Almost all igneous rocks also contain a phosphate mineral and it is almost always an apatite group mineral that forms as an accessory mineral.  Again, the accumulation of igneous phosphatic mineral is much different than marine or lacustrine phosphates. When apatites occur as accessory minerals in igneous rocks they are of macroscopic size and are idiomorphic (identifying crystal form). These are generally fluorapatites which are relatively rich in CI and are characterized by high contents of trace elements. By contrast, apatites formed in surface environments are usually sub-microscopic and are barely visible. These latter apatites are usually carbonate fluorapatite in sediments, or hydroxyapatite in vertebrate skeletons (Lucas and others, 1997).   

Anapaite [Ca2Fe(PO4)2-4H2O] is an interesting mineral—for a number of reasons: 1) at the type locality in Anapa, Russia (Crimean Peninsula and formally in Ukraine), it is found in the stems of fossil trees and in phosphate bearing, oolitic iron ore; 2) the mineral occurs in two different crystalline forms—bladed/tabular, and spiky; 3) it is commonly found in rosettes, crust-like subparallel aggregates, in geode-like nodules, and fibers.  

Photomicrographs of green to gray-green anapaite in veins of matrix that may be an apatite group mineral. All crystals are sub millimeter in size.

Anapaite is often green in color but ranges to greenish white, gray-green and colorless.  It has a vitreous luster, a white streak, and is somewhat soft at ~3.5 (Mohs), and transparent. It is not a “write home to momma” mineral but is interesting due to its formation in a freshwater lake.

Early 1930s French postage stamp overprinted for use in Andorra.


Canérot, J., 2016, The Iberian Plate: myth or reality?: Boletín Geológico y Minero, vol. 127, No. 2/3.

Delaney, M.L., 1998, Phosphorus accumulation in marine sediments and oceanic phosphorus cycle: Biogeochemical Cycles, vol.12, no. 4.

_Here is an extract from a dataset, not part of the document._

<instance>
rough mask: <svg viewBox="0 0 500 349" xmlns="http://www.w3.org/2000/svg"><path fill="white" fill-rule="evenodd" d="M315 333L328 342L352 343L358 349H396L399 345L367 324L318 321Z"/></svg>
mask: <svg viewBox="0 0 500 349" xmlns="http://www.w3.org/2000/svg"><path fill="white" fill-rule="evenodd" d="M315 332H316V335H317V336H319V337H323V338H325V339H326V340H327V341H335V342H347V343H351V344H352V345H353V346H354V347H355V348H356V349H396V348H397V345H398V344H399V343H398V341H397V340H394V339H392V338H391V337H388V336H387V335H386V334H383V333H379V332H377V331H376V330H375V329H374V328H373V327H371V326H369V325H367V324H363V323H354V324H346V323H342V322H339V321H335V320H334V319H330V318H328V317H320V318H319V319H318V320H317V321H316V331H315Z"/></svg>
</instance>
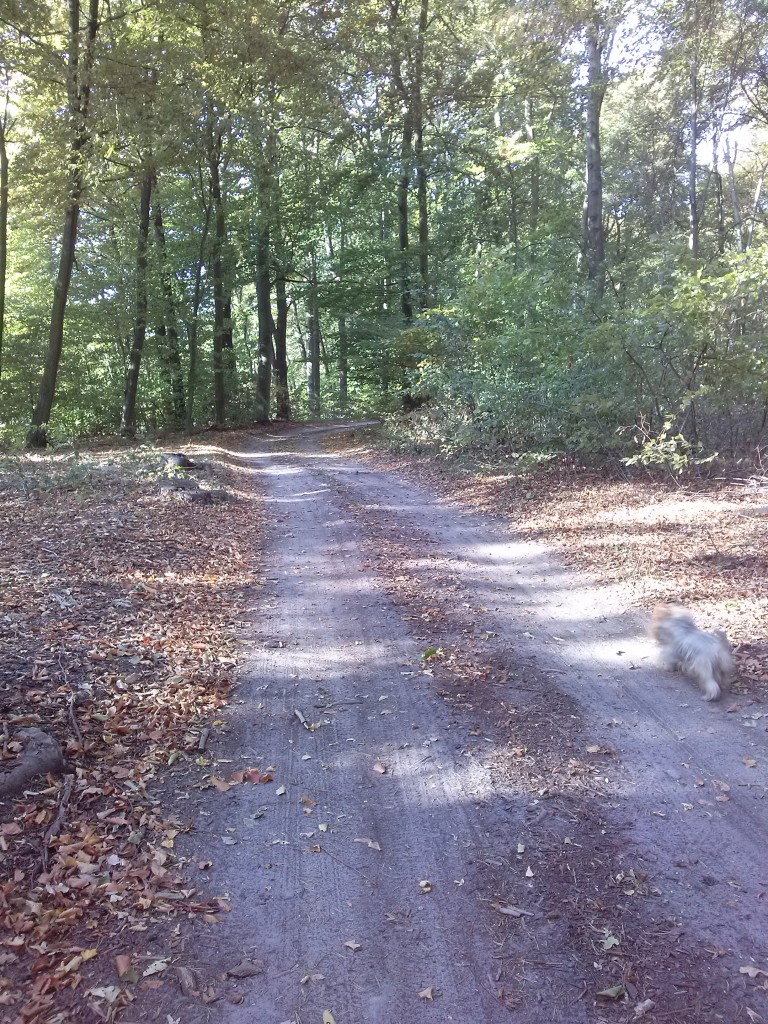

De las Heras, X., J.O.Grimalt, J.Albaigés, R.Juliá, and P.Anadon, 1989, Origin and diagenesis of the organic matter in Miocene freshwater lacustrine phosphates (Cerdanya Basin, Eastern Pyrenees): Organic Geochemistry, vol. 14, issue 6.

Gibson, R., 2014, Alpine-Himalayan Orogeny

Lewis, C.J., S.J. Verge, and M. Marzo, 2000. High mountains in a zone of extended crust: insights into the Neogene – Quaternary topographic development of northeastern Iberia: Tectonics vol. 19, no. 1.

Lucas J., Prevot-Lucas L. 1997, On the genesis of sedimentary apatite and phosphate-rich sediments, In H. Paquet and N. Clauer: Soils and Sediments, Springer, Berlin, Heidelberg.